That, at least, is the bet Barclays made when it turned down the UK government’s money last week and sought private capital to bolster its balance sheet.
“It was very clear from the conversations that I had with the UK Government over that weekend that it would, as a shareholder, influence our dividend policy; it would influence our lending policy; and it would become involved in the formulation of strategy,” Barclays chief John Varley said in a memo to shareholders this week.
Varley argues that the dilution shareholders suffered from Barclays latest round of capital raising was far lower than it would have been if the government had taken a share. What’s more, the strategic constraints of operating under tighter government supervision would have done long term damage to shareholder value, Varley says.
One issue he goes out of his way to address is the matter of bonuses, which he denies had anything to do with the decision.
“I know, by the way, that there has been a lot of speculation in the press that the issue of compensation – and in particular the bonus entitlements of the executive directors of Barclays, including me – had a significant impact on the decision we took,” Varley writes. “I want you to know that that point had no bearing on the decision. The Board cares about the interests of shareholders long before it cares about the interests of management.”
One question is whether or not Barclays, or anyone else, will be allowed to “get away with it.” That is, how long will the more tightly regulated, partially nationalized banks allow competitors who refused public funds to operate under laxer rules. No doubt there will soon be calls for a “uniform” system of regulation to apply to everyone, perhaps in the name of fairness. After all, why should a successful bank that doesn’t need a bailout be allowed a competitive advantage over its would-be failed rivals?
Here’s the full letter.
From: John Varley
There was a lot said and written in the media on Friday and over the weekend about our capital raising and I wanted to write today to share my perspective on what has been said so far (there will be more coverage in due course – of that I am in no doubt).
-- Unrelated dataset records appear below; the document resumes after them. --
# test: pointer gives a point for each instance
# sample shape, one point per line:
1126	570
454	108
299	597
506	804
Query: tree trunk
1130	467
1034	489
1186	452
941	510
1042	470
Often when I write to you I am trying to make sure that you have the arguments at your fingertips so that, if you are challenged by friends or family, or indeed by customers and colleagues, as to what we are doing and why, you have been able to develop your own views.
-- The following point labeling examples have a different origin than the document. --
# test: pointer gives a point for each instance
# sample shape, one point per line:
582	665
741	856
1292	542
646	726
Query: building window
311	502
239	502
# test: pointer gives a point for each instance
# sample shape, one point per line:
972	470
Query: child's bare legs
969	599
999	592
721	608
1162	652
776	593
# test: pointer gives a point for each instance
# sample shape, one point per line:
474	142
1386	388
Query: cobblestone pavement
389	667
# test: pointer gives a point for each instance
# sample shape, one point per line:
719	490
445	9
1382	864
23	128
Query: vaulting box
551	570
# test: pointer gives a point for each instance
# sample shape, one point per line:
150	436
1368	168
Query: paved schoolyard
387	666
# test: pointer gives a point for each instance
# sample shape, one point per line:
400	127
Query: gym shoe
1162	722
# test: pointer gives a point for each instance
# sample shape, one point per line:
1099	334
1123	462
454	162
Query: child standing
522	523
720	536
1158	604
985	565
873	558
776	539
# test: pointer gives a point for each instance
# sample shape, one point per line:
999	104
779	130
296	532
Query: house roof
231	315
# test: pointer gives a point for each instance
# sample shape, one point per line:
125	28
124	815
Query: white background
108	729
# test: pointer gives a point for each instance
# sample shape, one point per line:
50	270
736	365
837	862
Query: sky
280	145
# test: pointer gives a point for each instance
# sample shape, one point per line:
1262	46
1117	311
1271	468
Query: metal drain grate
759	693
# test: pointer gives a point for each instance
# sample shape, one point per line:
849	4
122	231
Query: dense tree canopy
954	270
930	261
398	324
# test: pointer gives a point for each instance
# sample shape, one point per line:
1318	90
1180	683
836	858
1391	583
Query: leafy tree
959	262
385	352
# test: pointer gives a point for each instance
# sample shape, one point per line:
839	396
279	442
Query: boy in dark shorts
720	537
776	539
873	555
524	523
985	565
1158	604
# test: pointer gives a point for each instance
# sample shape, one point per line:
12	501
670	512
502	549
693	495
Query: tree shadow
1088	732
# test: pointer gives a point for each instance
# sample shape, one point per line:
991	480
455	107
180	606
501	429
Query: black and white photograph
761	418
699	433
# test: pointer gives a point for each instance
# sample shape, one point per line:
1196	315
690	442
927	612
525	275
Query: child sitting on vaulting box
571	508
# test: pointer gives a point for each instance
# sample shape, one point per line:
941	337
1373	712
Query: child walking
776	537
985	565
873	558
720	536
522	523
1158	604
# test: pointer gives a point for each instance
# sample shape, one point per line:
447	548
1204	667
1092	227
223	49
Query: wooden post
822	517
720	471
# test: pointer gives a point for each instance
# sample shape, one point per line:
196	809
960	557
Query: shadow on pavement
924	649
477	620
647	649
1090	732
I am going to cover three areas in particular in this letter:
• Why we have decided not to take funds from the UK Government
• Why we chose to raise capital in the way that we did
• How the path we have chosen looks in hindsight – especially versus the UK Government option
You will remember from what I wrote at the beginning of October that when the UK Financial Services Authority made its decision, during the weekend of 11/12 October, to increase (significantly) the amount of capital which it required UK banks to hold, we had an immediate choice to make. Would we take capital from the UK Government or would we raise the money ourselves?
It is worth pointing out that, even though it didn’t seem like it at the time, the existence of that choice itself was a bit of a luxury, because some of our competitors were given no choice at all. They were required to take UK Government money as a condition for being open for business on Monday, 13 October.
The conversations we had around the Board table over that period were very clear: even in ordinary times, it is important for a business to have the right to determine independently what its strategy should be. And that point is even truer of extraordinary times like these. You don’t want your risk management compromised. You don’t want your strategic options constrained.
It was very clear from the conversations that I had with the UK Government over that weekend that it would, as a shareholder, influence our dividend policy; it would influence our lending policy; and it would become involved in the formulation of strategy. Of course the role of the Board is to protect the interest of shareholders and to create the circumstances in which, over time, we can maximise value on their behalf. And that was what was in the mind of the Board as we came to our decisions: we felt that our ability to do what our shareholders would expect of us would be compromised if Barclays was nationalised.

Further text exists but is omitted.